В итоге все, что при нем оставалось, это догадки, скорострельный третьемирный треп и паранойя: этакий ясновидящий из пустыни и уличный карманник в одном лице.
– Ты замечал, что всегда переходишь улицу наискосок? – спросил он меня однажды.
– Да, так же короче, – ответил я, имея в виду гипотенузу.
– Верно, только ты не поэтому.
Я раньше об этом не задумывался и теперь решил не вдаваться. Понял другое – он видит меня насквозь: я все делаю с хитрецой, родился этаким обтекаемым, читай – неблагонадежным.
Я сделал вид, что не слышу.
И в этом он, судя по всему, тоже увидел меня насквозь.
Я был уклончив, он прямолинеен. Я никогда не повышал голоса, он орал громче всех на Гарвардской площади. Я был скован, опаслив, застенчив; он – бесшабашен и безжалостен, чистая пороховая бочка. Он все мысли высказывал вслух. Я свои хранил, точно в сейфе. Он всем смотрел в лицо; я дожидался, пока ко мне повернутся спиной. Он ни во что не верил, пленных не брал, волтузил всех без разбору. Я всех терпел и при этом никого не любил. У него вся любовь была напоказ, моя была погребена в недрах, да и там… Он в Штатах оказался недавно, но уже успел поговорить едва ли не со всеми в Кембридже; я четыре года проучился в Гарварде, но тем летом выпадали целые дни, когда мне не с кем было перекинуться словом. Расстроившись или заскучав, он щетинился, ерзал, потом взрывался; я же был сама сдержанность. Он во всем впадал в крайности, а мне имя было компромисс, а прозвище – сдержанность. Если он что-то начал, его уже было не остановить, я же от малейшего дуновения вставал как вкопанный. Он мог бросить любого не задумавшись, я же спешил мириться, а потом дулся про себя. Он умел проявлять жестокость. Я редко проявлял доброту. Ни у него, ни у меня не было денег, но случались дни, когда я был его намного, намного беднее. Он не видел в бедности ничего зазорного, поскольку в бедности родился. Для меня у стыда были глубокие карманы, глубже, чем даже твое «я», поскольку стыд способен забрать и жизнь, и душу, проникнуть во все поры, вывернуть тебя наизнанку, точно старый носок, обнажить твою подлинную окончательную суть – и вот тебе уже нечем похваляться, все в самом себе тебе противно и, дабы это сносить, ты осуждаешь всех остальных. Он гордился знакомством со мной, а мне было неприятно, если нас видели вместе за пределами узкого круга посетителей кафе. Он был таксистом, я учился в престижном университете. Он был арабом, я евреем. В противном случае мы могли бы в любой миг поменяться ролями.

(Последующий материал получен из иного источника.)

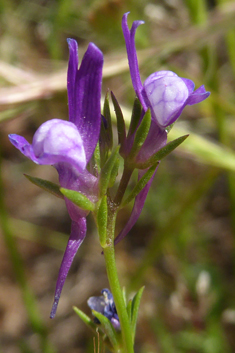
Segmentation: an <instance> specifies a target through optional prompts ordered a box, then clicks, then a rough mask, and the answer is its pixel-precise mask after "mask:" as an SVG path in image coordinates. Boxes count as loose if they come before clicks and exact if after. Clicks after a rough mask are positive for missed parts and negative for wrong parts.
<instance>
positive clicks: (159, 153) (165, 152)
mask: <svg viewBox="0 0 235 353" xmlns="http://www.w3.org/2000/svg"><path fill="white" fill-rule="evenodd" d="M188 136H189V135H188V134H187V135H184V136H180V137H178V138H176V139H175V140H172V141H170V142H168V143H167V144H166V145H165V146H164V147H162V148H161V149H160V150H159V151H158V152H156V153H155V154H154V155H153V156H151V157H150V158H149V159H148V160H147V161H146V162H144V163H140V164H137V165H138V168H140V169H146V168H149V167H150V166H152V165H154V164H156V163H157V162H158V161H160V160H161V159H163V158H164V157H166V156H167V155H168V154H169V153H171V152H172V151H174V149H176V148H177V147H178V146H179V145H181V143H183V142H184V141H185V140H186V139H187V137H188Z"/></svg>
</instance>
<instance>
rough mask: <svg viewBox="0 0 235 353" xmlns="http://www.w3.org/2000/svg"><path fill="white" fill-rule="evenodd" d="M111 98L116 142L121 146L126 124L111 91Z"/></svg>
mask: <svg viewBox="0 0 235 353" xmlns="http://www.w3.org/2000/svg"><path fill="white" fill-rule="evenodd" d="M111 98H112V101H113V105H114V110H115V114H116V118H117V130H118V143H119V144H120V145H121V146H122V145H123V143H124V142H125V141H126V126H125V121H124V118H123V114H122V110H121V108H120V105H119V104H118V101H117V99H116V97H115V96H114V94H113V92H111Z"/></svg>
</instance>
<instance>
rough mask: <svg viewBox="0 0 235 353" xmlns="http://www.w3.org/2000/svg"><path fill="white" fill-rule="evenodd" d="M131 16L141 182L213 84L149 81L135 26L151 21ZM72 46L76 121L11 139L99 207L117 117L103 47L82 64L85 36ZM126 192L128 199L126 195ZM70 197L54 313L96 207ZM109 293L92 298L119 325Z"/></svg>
mask: <svg viewBox="0 0 235 353" xmlns="http://www.w3.org/2000/svg"><path fill="white" fill-rule="evenodd" d="M127 16H128V14H125V15H124V16H123V20H122V29H123V34H124V38H125V42H126V50H127V56H128V61H129V68H130V75H131V79H132V83H133V88H134V90H135V93H136V95H137V97H138V100H139V102H140V104H141V109H140V114H139V117H138V119H136V116H135V114H134V115H133V116H132V121H131V126H130V129H129V132H128V135H126V134H125V131H124V132H123V138H122V141H121V142H120V144H121V148H120V155H121V156H122V157H123V158H124V165H128V163H129V165H131V166H132V169H134V168H137V169H139V181H141V180H142V177H144V176H145V175H146V173H148V171H149V170H150V169H151V168H153V163H150V162H149V163H148V161H151V158H152V157H153V156H154V155H155V154H156V153H157V152H158V151H159V150H160V149H162V148H164V146H165V145H166V142H167V132H166V127H167V126H168V125H170V124H172V123H174V122H175V121H176V119H177V118H178V117H179V116H180V114H181V112H182V110H183V109H184V107H185V106H186V105H192V104H196V103H199V102H201V101H203V100H204V99H206V98H207V97H208V96H209V92H206V91H205V88H204V86H201V87H199V88H198V89H197V90H195V91H194V83H193V82H192V81H191V80H188V79H185V78H180V77H178V76H177V75H176V74H175V73H173V72H171V71H158V72H155V73H153V74H152V75H150V76H149V77H148V78H147V79H146V80H145V81H144V83H143V84H142V82H141V79H140V73H139V68H138V60H137V54H136V48H135V32H136V29H137V27H138V26H139V25H140V24H142V23H143V22H142V21H135V22H134V23H133V25H132V27H131V29H129V27H128V24H127ZM68 46H69V63H68V75H67V91H68V106H69V121H63V120H59V119H53V120H49V121H47V122H45V123H43V124H42V125H41V126H40V127H39V128H38V130H37V131H36V133H35V135H34V137H33V141H32V144H30V143H29V142H28V141H26V140H25V138H24V137H22V136H19V135H15V134H11V135H9V138H10V141H11V143H12V144H13V145H14V146H15V147H16V148H18V149H19V150H20V151H21V152H22V153H23V154H24V155H25V156H26V157H28V158H30V159H31V160H32V161H33V162H35V163H37V164H43V165H52V166H54V167H55V168H56V170H57V171H58V174H59V183H60V186H61V187H62V188H64V189H69V190H73V191H76V192H77V193H79V194H80V195H83V196H84V197H85V198H86V200H88V201H89V202H90V203H91V204H92V205H98V206H99V205H100V202H101V198H102V197H103V194H104V193H105V194H107V189H105V192H101V186H102V190H103V189H104V187H103V185H102V183H101V181H100V180H101V179H102V178H101V175H102V167H103V166H104V168H107V165H109V163H108V162H109V160H110V159H109V158H111V157H112V155H111V157H110V144H109V143H107V141H109V138H108V137H107V135H108V133H109V128H108V125H109V121H108V120H107V118H106V116H105V114H104V116H102V115H101V108H100V100H101V84H102V68H103V54H102V52H101V51H100V50H99V49H98V48H97V47H96V46H95V45H94V44H93V43H90V44H89V46H88V49H87V51H86V53H85V54H84V57H83V59H82V62H81V65H80V68H79V69H78V46H77V43H76V41H75V40H73V39H69V40H68ZM149 111H150V112H151V115H149V116H150V120H149V127H148V129H147V130H146V131H145V132H146V136H145V137H144V139H143V141H142V142H141V143H139V142H138V141H139V140H141V137H140V135H141V134H140V133H141V132H143V131H144V128H143V126H146V124H144V122H145V119H146V121H147V118H146V116H147V115H148V112H149ZM136 121H137V122H136ZM141 129H142V130H141ZM124 130H125V129H124ZM137 140H138V141H137ZM97 145H99V146H100V155H101V154H102V153H103V156H105V157H104V163H101V165H99V166H97V163H98V162H97V159H95V158H93V155H94V151H95V149H96V147H97ZM136 146H138V148H137V147H136ZM104 150H105V153H104ZM112 166H113V165H112ZM157 167H158V164H156V165H154V170H153V171H152V169H151V173H152V174H151V177H149V179H148V181H147V182H145V184H142V187H141V188H140V190H139V191H138V193H137V194H136V195H135V202H134V206H133V210H132V213H131V216H130V218H129V221H128V222H127V224H126V226H125V227H124V229H123V230H122V231H121V233H120V234H119V235H118V236H117V237H116V239H115V243H117V242H119V241H120V240H121V239H122V238H123V237H124V236H125V235H126V234H127V233H128V232H129V231H130V229H131V228H132V227H133V225H134V224H135V222H136V221H137V219H138V217H139V215H140V213H141V211H142V208H143V206H144V202H145V199H146V197H147V194H148V191H149V188H150V186H151V183H152V180H153V178H154V175H155V173H156V171H157ZM129 169H130V168H129ZM103 174H105V173H103ZM111 174H112V173H111ZM113 174H115V173H113ZM130 174H131V173H130ZM106 175H107V173H106ZM148 175H150V174H148ZM108 184H109V185H110V183H107V185H108ZM126 186H127V185H125V188H126ZM107 187H108V186H107ZM122 187H123V185H122ZM125 188H124V189H123V190H121V187H120V189H119V191H120V190H121V191H122V194H124V192H125ZM119 199H120V200H119V201H121V198H120V197H119ZM65 202H66V206H67V209H68V213H69V215H70V217H71V220H72V226H71V234H70V237H69V240H68V244H67V247H66V250H65V253H64V257H63V260H62V263H61V267H60V271H59V276H58V280H57V284H56V290H55V298H54V303H53V308H52V311H51V317H52V318H53V317H54V316H55V313H56V309H57V306H58V302H59V298H60V295H61V291H62V288H63V285H64V282H65V279H66V277H67V274H68V271H69V269H70V266H71V264H72V261H73V259H74V256H75V254H76V252H77V250H78V248H79V246H80V245H81V243H82V241H83V240H84V238H85V236H86V216H87V215H88V213H89V211H90V210H91V208H89V207H83V206H79V205H78V204H75V203H74V202H72V201H71V199H70V198H69V197H65ZM119 205H120V202H119ZM98 206H97V207H98ZM94 207H95V206H94ZM94 209H95V208H94ZM96 216H97V213H96ZM102 293H103V296H102V297H98V299H95V297H92V298H90V299H89V302H88V304H89V306H90V307H91V308H92V309H94V310H97V311H99V312H103V313H104V315H105V316H106V317H108V318H109V319H110V320H111V322H112V323H113V325H114V326H115V327H116V328H117V327H118V325H119V322H118V317H117V315H116V311H115V310H116V309H115V306H114V302H113V298H112V294H111V293H110V292H109V291H108V290H103V292H102ZM100 307H102V310H103V311H101V308H100Z"/></svg>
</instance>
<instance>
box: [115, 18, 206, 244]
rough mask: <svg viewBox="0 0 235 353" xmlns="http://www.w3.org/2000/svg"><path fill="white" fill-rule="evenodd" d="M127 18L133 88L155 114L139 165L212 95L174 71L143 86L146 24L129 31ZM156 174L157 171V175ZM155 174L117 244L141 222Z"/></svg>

Несмотря на свою гневливость, несмотря на неприкаянную кочевую жизнь, он оставался человеком с этой планеты; я же постоянно сомневался в том, что мне здесь место. Он любил землю, понимал людей. Швыряй его куда хочешь, а он все равно встанет на ноги; я же, даже в состоянии покоя, вечно был не на месте, в глубинах себя. Если и создавалось впечатление, что я к чему-то прилепился, то лишь потому, что я замер на месте. Он вроде не на привязи, а на деле – в постоянном поиске добычи; я – в постоянной неподвижности. Если я и начинал шевелиться, то напоминал неумеху, что стоит, вконец растерявшись, на хлипком плоту посреди порогов; плот движется, вода движется, а я – куда там.
Я ему завидовал. Хотел у него учиться. Он был мужчиной. Я плохо понимал, кто я такой. Он был голосом, отсутствующим звеном цепи, соединяющей меня с прошлым, человеком, в которого я мог бы вырасти, обернись жизнь по-иному. Он остался дикарем, меня укротили, обротали. Но если взять меня и опустить в мощный растворитель, так, чтобы с кожи сошли все привычки, приобретенные в школе, и все уступки, которые я сделал Америке, может, там бы обнаружился не я, а он, и синее Средиземное море хлынуло бы на пляж точно так же, как он выплескивался в пейзаж всякий раз, когда я, набравшись храбрости, подходил к его столику в кафе «Алжир» и прерывал разделявшее нас молчание.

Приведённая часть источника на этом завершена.